In patients with locally advanced or metastatic breast cancer, the addition of sorafenib (Nexavar), a broad-spectrum tyrosine kinase inhibitor, to capecitabine did not improve progression-free or overall survival in the phase III RESILIENCE trial. The findings were presented at the European Society for Medical Oncology (ESMO) 2014 Congress by José Baselga, MD, PhD, who is Physician-in-Chief at Memorial Sloan Kettering Cancer Center, New York.1
The combination of sorafenib and capecitabine led to a median progression-free survival of 5.5 months vs 5.4 months for capecitabine plus placebo (hazard ratio [HR] = 0.973, P = .406). Median overall survival was 18.9 months with capecitabine/sorafenib and 20.3 months with capecitabine/placebo (HR = 1.195, P = .93).
“The trial did not meet its primary endpoint [progression-free survival],” Dr. Baselga announced. No subgroup was identified that derived benefit from the addition of this targeted agent.
The results were in contrast to those from previous preclinical and selected clinical studies. In a phase IIb trial,2 the combination of sorafenib and capecitabine improved progression-free survival in patients with advanced HER2-negative breast cancer (HR = 0.58, P = .001), and the drug has conferred a survival benefit in several other tumors, including advanced renal cell and hepatocellular carcinoma, Dr. Baselga indicated.
Although the sorafenib/capecitabine phase II trial was clearly positive, other phase II trials were either negative or demonstrated borderline superiority, including a combination study with paclitaxel or gemcitabine/capecitabine. Dr. Baselga noted that the results of the RESILIENCE trial, in light of the combined phase II trials, should make us think more about when to go forward with phase III trials. The bar has to be higher, or we have to have a very strong scientific hypothesis.”
RESILIENCE Details
The randomized phase III RESILIENCE trial enrolled 537 women with locally advanced or metastatic HER2-negative breast cancer who had received no more than one prior regimen. The trial excluded women previously treated with a vascular endothelial growth factor (VEGF) receptor inhibitor. Patients received capecitabine at 1,000 mg/m2 twice daily plus sorafenib or placebo 600 mg/d. Of note, the dose of sorafenib was reduced for the phase III trial to manage toxicity observed in the phase II trial. The impact of dose reduction on efficacy is unknown.
In addition to the lack of benefit with sorafenib for the primary endpoint, the overall response rate was numerically higher in the capecitabine/placebo arm (15.5% vs 13.5%). The disease-control rate was numerically higher in the sorafenib arm (60.5% vs 58.3%).

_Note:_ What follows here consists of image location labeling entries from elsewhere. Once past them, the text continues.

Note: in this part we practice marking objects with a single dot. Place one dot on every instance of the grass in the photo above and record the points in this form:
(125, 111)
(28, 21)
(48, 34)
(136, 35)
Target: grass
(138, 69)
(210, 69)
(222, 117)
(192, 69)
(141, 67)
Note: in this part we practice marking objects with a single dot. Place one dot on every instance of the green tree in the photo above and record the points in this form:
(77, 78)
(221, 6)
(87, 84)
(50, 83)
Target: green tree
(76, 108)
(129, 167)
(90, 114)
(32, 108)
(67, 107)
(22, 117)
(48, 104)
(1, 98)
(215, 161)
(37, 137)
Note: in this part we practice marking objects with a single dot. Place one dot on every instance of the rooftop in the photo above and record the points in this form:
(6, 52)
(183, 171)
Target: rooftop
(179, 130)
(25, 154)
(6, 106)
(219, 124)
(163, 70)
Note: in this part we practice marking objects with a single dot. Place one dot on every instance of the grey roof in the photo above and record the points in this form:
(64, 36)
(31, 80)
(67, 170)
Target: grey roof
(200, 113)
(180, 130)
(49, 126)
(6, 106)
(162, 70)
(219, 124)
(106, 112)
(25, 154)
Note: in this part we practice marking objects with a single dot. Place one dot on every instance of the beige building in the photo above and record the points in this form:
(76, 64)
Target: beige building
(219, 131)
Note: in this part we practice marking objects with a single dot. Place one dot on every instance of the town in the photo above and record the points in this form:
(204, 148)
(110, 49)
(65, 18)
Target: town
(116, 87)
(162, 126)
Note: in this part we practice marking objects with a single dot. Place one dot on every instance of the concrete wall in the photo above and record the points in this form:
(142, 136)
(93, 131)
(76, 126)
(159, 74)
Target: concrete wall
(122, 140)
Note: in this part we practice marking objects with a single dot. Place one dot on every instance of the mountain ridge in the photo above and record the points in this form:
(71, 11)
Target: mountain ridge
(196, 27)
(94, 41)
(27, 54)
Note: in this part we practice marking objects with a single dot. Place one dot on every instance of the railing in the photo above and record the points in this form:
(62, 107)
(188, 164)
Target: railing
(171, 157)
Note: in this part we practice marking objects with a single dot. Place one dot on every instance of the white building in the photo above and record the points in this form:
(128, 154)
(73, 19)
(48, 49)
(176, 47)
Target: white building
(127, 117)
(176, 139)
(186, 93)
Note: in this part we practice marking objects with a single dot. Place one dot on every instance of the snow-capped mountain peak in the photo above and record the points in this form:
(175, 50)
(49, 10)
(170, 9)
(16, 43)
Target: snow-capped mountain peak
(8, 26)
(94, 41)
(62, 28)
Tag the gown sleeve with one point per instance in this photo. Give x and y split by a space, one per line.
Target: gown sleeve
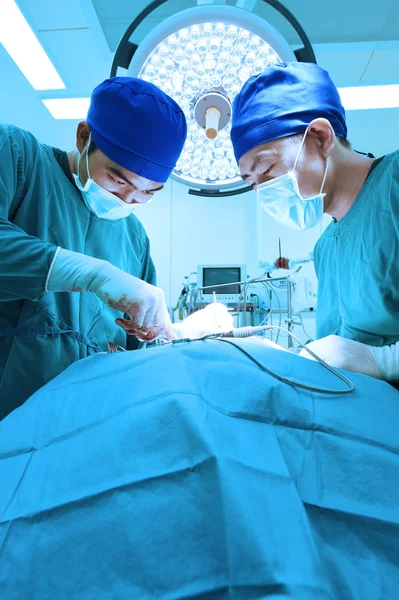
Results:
25 259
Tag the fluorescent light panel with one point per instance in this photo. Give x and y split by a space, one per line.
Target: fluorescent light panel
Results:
25 49
370 96
353 98
68 108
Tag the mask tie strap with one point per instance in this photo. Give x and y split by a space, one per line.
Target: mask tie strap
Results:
87 156
300 148
325 175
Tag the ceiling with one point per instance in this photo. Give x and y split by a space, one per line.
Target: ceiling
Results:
356 41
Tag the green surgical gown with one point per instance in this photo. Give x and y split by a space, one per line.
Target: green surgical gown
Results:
42 333
357 264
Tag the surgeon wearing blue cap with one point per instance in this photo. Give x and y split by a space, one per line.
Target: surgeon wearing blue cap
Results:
76 260
290 140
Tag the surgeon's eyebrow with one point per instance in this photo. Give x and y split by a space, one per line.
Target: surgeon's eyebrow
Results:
120 175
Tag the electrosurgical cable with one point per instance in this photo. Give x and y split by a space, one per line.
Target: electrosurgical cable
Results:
289 381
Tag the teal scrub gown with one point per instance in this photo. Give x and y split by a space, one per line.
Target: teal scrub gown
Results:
42 333
357 263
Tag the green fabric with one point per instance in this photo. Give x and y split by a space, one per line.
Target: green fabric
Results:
357 264
41 333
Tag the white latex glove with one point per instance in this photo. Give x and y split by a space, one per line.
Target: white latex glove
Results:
144 303
215 318
345 354
387 358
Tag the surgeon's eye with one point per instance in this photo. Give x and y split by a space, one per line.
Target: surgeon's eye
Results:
116 180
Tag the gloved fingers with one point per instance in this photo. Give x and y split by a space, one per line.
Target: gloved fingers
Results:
137 312
147 335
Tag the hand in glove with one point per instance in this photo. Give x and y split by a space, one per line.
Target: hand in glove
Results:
344 354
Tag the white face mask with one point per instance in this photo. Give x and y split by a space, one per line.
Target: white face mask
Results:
100 201
282 199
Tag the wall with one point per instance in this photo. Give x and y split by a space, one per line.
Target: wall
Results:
187 230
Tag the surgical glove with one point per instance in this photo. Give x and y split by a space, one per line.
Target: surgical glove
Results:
344 354
215 318
144 303
387 358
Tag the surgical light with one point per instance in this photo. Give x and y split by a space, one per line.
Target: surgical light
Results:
25 49
202 57
204 81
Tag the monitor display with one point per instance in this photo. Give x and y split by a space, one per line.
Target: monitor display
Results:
212 276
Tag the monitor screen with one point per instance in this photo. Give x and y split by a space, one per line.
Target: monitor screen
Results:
212 276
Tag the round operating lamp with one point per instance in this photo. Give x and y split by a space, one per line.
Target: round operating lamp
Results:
202 57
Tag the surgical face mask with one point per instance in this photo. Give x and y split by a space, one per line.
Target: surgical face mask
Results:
282 199
100 201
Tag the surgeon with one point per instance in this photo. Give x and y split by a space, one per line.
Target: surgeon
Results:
290 140
76 273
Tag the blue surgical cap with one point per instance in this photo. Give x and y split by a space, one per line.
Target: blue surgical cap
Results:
137 126
282 101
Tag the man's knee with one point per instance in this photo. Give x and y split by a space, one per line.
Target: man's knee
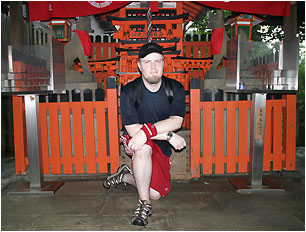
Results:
154 195
145 151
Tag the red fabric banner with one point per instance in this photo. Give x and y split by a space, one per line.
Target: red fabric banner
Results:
216 41
277 8
46 10
86 42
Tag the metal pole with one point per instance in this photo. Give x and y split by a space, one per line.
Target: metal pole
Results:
36 183
34 140
257 138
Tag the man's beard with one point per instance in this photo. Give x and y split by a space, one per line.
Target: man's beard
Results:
153 79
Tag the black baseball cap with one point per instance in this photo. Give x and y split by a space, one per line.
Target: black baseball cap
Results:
150 48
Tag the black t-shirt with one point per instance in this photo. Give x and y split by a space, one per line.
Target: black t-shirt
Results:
154 107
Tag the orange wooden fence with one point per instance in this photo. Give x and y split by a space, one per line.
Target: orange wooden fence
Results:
76 137
83 137
220 135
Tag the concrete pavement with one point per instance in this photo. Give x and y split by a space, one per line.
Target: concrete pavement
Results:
208 203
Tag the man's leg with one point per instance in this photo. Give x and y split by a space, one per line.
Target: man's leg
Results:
129 179
142 169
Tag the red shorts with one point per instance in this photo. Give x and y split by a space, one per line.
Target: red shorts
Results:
160 180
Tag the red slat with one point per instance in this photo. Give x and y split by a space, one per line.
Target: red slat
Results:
54 138
90 137
77 137
66 137
101 137
231 137
207 137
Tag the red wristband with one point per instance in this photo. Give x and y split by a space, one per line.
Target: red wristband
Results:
149 129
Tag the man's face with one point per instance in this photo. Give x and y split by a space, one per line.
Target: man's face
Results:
152 67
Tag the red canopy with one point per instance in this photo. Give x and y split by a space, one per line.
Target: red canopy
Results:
277 8
46 10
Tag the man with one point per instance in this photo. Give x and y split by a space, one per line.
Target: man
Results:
150 122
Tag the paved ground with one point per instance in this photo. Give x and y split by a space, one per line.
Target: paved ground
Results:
208 203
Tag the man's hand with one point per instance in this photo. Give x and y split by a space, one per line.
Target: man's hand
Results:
177 141
138 140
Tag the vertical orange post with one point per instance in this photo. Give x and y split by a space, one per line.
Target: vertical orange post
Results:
231 136
19 135
207 137
66 137
112 104
243 136
195 127
54 138
90 137
77 137
290 131
277 135
219 137
101 136
267 158
44 137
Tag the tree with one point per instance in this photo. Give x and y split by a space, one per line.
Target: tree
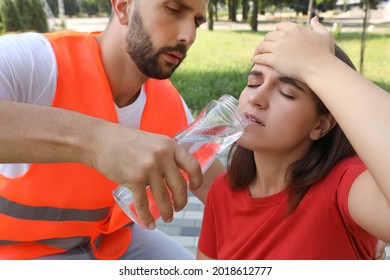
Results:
71 7
255 11
210 22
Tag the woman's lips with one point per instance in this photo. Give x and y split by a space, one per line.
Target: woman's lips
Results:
253 119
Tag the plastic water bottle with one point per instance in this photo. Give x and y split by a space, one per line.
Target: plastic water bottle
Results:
218 125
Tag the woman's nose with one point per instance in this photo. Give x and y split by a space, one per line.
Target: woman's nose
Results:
260 97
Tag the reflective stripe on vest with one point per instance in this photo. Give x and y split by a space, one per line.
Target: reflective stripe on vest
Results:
56 207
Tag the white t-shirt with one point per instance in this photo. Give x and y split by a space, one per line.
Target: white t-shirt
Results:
28 74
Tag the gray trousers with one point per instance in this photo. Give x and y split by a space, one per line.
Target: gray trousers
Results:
145 245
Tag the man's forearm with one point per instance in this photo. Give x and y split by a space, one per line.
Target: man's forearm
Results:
32 133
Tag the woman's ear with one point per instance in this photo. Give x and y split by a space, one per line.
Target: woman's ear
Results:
324 124
120 8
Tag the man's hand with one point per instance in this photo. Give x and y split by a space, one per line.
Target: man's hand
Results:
138 159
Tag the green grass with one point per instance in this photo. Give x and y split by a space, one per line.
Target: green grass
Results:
219 61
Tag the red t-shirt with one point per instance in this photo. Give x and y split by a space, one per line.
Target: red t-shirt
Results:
238 226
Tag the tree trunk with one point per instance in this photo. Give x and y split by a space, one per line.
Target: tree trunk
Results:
255 11
309 12
364 34
245 10
210 23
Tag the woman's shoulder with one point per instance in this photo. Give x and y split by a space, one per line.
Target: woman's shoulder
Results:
342 175
347 166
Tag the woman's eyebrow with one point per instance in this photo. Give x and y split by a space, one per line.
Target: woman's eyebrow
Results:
255 73
290 81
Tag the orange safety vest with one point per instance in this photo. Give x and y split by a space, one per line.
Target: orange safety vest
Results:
59 206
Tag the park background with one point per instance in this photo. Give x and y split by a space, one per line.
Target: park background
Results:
219 60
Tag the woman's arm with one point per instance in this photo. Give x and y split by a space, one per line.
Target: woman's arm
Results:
360 107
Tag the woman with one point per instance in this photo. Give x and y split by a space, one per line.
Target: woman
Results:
295 187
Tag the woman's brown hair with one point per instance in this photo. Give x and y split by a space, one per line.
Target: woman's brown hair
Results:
322 156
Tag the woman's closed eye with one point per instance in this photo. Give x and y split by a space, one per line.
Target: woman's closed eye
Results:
287 95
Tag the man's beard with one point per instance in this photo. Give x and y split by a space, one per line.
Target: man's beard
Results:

Adverse events were consistent with known safety profiles of sorafenib and capecitabine. Sorafenib was associated with more treatment-emergent adverse events of grade 3 (58.5% vs 39.3%), grade 4 (5.8% vs 4.5%), and grade 5 (6.2% vs 4.5%). This arm also had more serious adverse events, adverse events leading to dose reductions, and adverse events leading to treatment discontinuation.
However, Dr. Baselga indicated, “The trend for lower median overall survival in patients treated with sorafenib plus capecitabine was not readily explainable by study treatment-related toxicity.” ■
Disclosure: Dr. Baselga reported no potential conflicts of interest. For full disclosures of the study authors visit www.esmo.org.
References
1. Baselga J, et al: ESMO Congress. Abstract LBA8. Presented September 28, 2014.
2. Baselga J, et al: J Clin Oncol 30:1484-1491, 2012.